Katy Business August 2017

| August 1, 2017

The community of Cane Island has been named one of the 50 Best Master-Planned Communities in the United States by Where to Retire Magazine.

The community of Cane Island has been named one of the 50 Best Master-Planned Communities in the United States by Where to Retire Magazine.


The master-planned community of Cane Island, where active retirees enjoy culinary classes to wine and book clubs, has been recognized by Where to Retire Magazine as one of the 50 Best Master-Planned Communities in the United States.

Cane Island’s selection follows a nine-month process when the magazine’s editors reviewed of hundreds of communities across the country to create its 50 Best Master-Planned Communities list.

The 2016 GHBA Community of Year, Cane Island boasts lifestyle patio homes and larger, family homes in a resort-quality setting where social clubs, classes and workshops create a well-rounded, active lifestyle.

Active retirees also enjoy Cane Island’s Amenity Village with 24-hour fitness center, lap pool, yoga studio with on-demand workouts, glass-walled conservatory and resort-style family pool with cabanas and children’s water playground, ideal for visiting grandkids. Plus, Cane Island’s full-time, on-site Lifestyle Coordinator plans activities for residents of all ages.

“As Cane Island develops its first phase, we’re finding the community has become a nice balance of young families, empty nesters and active retirees,” says Lawren Eckhardt, Cane Island’s director of marketing.

One of the most sought-after master-planned communities west of Houston, Cane Island presents new luxury homes from the mid $200s to the millions from CalAtlantic Homes, Coventry Homes, David Weekley Homes, Perry Homes, Shea Homes, Toll Brothers and Trendmaker Homes.

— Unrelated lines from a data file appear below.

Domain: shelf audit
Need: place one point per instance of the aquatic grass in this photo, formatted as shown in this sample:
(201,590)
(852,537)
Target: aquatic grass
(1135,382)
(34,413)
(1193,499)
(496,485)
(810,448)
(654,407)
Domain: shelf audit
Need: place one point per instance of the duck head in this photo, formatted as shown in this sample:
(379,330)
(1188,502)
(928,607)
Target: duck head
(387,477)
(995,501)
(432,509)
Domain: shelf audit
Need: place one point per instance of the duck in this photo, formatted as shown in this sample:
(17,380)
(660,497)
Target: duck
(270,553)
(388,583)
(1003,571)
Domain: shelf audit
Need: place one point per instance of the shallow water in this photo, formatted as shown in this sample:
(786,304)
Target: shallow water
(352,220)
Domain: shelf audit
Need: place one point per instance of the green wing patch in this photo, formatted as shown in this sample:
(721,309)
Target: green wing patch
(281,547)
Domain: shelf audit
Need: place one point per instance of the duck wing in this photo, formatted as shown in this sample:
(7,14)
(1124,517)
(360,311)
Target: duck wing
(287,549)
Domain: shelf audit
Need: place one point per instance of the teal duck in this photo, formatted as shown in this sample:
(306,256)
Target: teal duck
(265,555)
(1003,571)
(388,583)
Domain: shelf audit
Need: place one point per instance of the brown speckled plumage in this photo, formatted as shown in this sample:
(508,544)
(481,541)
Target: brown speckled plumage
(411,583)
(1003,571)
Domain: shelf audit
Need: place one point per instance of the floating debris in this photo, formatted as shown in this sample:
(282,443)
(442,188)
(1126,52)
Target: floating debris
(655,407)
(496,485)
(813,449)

The community also offers the Estates at Cane Island, an exclusive, gated enclave of custom homes by Jeff Paul Custom Homes, Mike Harrison Custom Homes, Westport and William David Custom Homes featuring half-acre homesites and Houston’s first street pantries.

To reach Cane Island, take the new Cane Island Parkway exit off Interstate 10 minutes west of the Grand Parkway. Head south on Cane Island Parkway and take the temporary detour into the community. Go to CaneIsand.com for more information including builder incentives and homes available for immediate move-in.


Elizabeth Moreland-Mason

Elizabeth Moreland-Mason


Elizabeth Moreland-Mason, instructional officer for Special Education Curriculum and Instruction K-12 for Katy ISD, has been selected as a 2017 Texas A&M University Dean’s Roundtable honoree. The College of Education and Human Development (CEHD) recently honored Moreland-Mason among 28 other transformational leaders from across the state for being excellent role models, mentors and servant leaders in their communities.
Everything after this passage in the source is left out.